Recently I am analyzing MiSeq 2*300 reads sequencing data. I used the Illumina Nextera XT index method for the library preparation.
When I use DADA2 to trim the data, I found a command “–p-min-fold-parent-over-abundance FLOAT”, and DADA2 explained the value should be greater than or equal to 1. I am quite new to sequencing analysis, so I really want to know what’s the meaning of this command (I read the description but did not get it…)?
The reason why I ask this question is because: I realized that when I raised the value from default 1 to for example 8, there are more sequences being yield. (Previously when I used 1, DADA2 filtered out ~80%-90% of my merged sequences as chimeras).

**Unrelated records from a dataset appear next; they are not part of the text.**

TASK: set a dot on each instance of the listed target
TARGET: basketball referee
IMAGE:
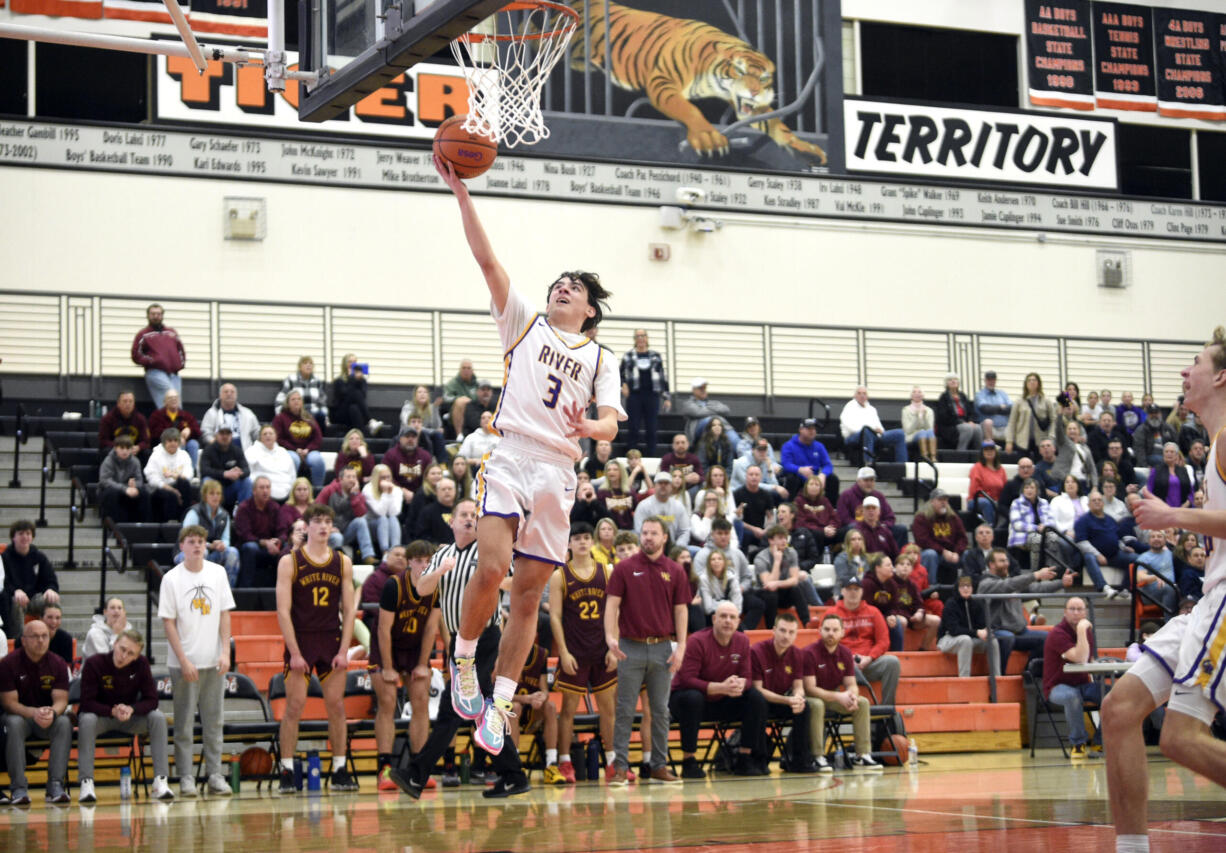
(449, 572)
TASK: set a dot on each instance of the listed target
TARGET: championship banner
(1058, 53)
(1123, 56)
(944, 144)
(1189, 74)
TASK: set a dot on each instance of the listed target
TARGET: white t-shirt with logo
(195, 599)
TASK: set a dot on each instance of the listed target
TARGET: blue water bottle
(313, 772)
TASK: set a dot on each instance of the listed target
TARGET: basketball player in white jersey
(1184, 663)
(525, 488)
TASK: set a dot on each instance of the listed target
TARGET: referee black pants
(449, 722)
(690, 708)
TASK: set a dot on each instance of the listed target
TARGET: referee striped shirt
(451, 585)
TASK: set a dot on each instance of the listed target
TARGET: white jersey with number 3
(1215, 499)
(544, 371)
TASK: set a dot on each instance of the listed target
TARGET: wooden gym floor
(1003, 803)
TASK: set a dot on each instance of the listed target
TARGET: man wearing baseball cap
(866, 636)
(803, 456)
(663, 505)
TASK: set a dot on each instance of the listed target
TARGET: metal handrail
(21, 435)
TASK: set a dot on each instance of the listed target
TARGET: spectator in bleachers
(118, 694)
(918, 425)
(1128, 414)
(255, 527)
(1170, 479)
(681, 460)
(30, 580)
(350, 508)
(34, 697)
(878, 537)
(384, 501)
(1100, 434)
(270, 460)
(1008, 617)
(61, 641)
(804, 457)
(124, 419)
(738, 566)
(169, 473)
(1073, 455)
(313, 389)
(665, 505)
(428, 420)
(714, 447)
(226, 409)
(123, 495)
(158, 348)
(852, 500)
(1032, 419)
(715, 683)
(407, 462)
(1150, 436)
(777, 577)
(300, 434)
(808, 548)
(940, 536)
(1029, 516)
(830, 685)
(958, 423)
(759, 455)
(226, 462)
(815, 512)
(350, 396)
(987, 476)
(433, 523)
(171, 416)
(779, 668)
(194, 607)
(852, 560)
(484, 401)
(210, 515)
(645, 389)
(867, 639)
(1119, 456)
(993, 403)
(862, 427)
(1157, 575)
(104, 628)
(964, 630)
(699, 408)
(1072, 641)
(354, 454)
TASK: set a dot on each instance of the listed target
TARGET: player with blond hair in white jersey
(1184, 663)
(525, 489)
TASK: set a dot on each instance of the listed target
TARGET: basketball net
(506, 60)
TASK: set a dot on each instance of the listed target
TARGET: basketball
(470, 155)
(900, 744)
(255, 761)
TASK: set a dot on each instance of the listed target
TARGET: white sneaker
(161, 789)
(87, 794)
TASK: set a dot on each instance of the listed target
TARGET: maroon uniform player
(315, 613)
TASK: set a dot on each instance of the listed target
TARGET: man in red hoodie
(158, 348)
(868, 639)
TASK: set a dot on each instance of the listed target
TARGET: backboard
(359, 45)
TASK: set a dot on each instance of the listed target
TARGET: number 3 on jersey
(551, 398)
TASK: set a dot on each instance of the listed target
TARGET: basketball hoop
(506, 60)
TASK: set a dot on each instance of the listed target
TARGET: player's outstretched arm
(495, 277)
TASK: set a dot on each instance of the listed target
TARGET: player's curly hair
(596, 294)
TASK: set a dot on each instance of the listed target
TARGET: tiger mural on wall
(678, 60)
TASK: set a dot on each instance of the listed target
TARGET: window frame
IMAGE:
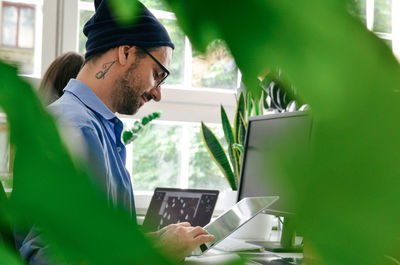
(19, 6)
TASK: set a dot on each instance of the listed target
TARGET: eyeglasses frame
(159, 64)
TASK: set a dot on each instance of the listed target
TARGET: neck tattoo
(106, 67)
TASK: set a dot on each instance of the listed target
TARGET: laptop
(232, 219)
(171, 206)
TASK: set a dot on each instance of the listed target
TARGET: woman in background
(57, 76)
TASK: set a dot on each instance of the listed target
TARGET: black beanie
(104, 32)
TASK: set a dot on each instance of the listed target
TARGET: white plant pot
(258, 228)
(226, 200)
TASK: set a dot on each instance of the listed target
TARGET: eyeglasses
(166, 72)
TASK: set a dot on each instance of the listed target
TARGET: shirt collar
(89, 98)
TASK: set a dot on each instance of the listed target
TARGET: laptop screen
(171, 206)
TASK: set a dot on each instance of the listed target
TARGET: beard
(126, 95)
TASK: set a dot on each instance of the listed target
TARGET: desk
(263, 257)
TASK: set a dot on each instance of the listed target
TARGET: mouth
(145, 98)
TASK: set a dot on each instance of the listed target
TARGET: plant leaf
(226, 126)
(240, 111)
(125, 10)
(218, 154)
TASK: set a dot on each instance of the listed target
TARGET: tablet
(232, 219)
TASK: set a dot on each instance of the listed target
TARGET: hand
(178, 240)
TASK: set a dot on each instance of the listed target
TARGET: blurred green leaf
(125, 10)
(347, 188)
(9, 257)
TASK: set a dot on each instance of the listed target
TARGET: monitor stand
(287, 243)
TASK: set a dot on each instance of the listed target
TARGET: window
(172, 154)
(379, 17)
(21, 34)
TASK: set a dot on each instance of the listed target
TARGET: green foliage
(230, 167)
(218, 154)
(337, 66)
(126, 10)
(130, 135)
(203, 173)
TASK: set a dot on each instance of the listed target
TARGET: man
(124, 68)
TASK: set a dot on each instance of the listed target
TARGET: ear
(123, 53)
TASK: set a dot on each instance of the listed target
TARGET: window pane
(177, 64)
(156, 157)
(9, 28)
(26, 28)
(156, 4)
(215, 69)
(203, 173)
(361, 10)
(84, 16)
(161, 151)
(22, 35)
(383, 16)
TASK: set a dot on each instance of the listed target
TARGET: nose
(156, 93)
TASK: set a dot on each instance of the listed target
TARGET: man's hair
(138, 52)
(57, 76)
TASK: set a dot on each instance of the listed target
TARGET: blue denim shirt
(80, 108)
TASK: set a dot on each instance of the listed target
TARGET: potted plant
(228, 161)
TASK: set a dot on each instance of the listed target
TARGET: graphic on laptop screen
(170, 206)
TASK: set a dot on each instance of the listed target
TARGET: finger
(203, 239)
(186, 224)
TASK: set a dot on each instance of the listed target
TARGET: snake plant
(228, 161)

--p-min-fold-parent-over-abundance FLOAT
The minimum abundance of potential parents
of a sequence being tested as chimeric,
expressed as a fold-change versus the
abundance of the sequence being tested.
Values should be greater than or equal to 1
(i.e. parents should be more abundant than
the sequence being tested). This parameter
has no effect if chimera_method is "none".
[default: 1.0]
From the dada2 website:
Chimeric sequences are identified if they can be exactly reconstructed by combining a left-segment and a right-segment from two more abundant “parent” sequences.
So this parameter sets the minimum fold-abundance difference there must be between a potential chimera and its parents to be flagged as chimera.
So let's imagine you have 3 sequences in your data: x, y, and z (which appears to be a chimera of x + y). If min-fold-parent-over-abundance (P) = 1, z must be equally or less abundant than x and y. If P = 2, x and y must be at least twice as abundant as z for z to be removed. If P = 8, x and y must be at least 8 times as abundant as z for z to be removed!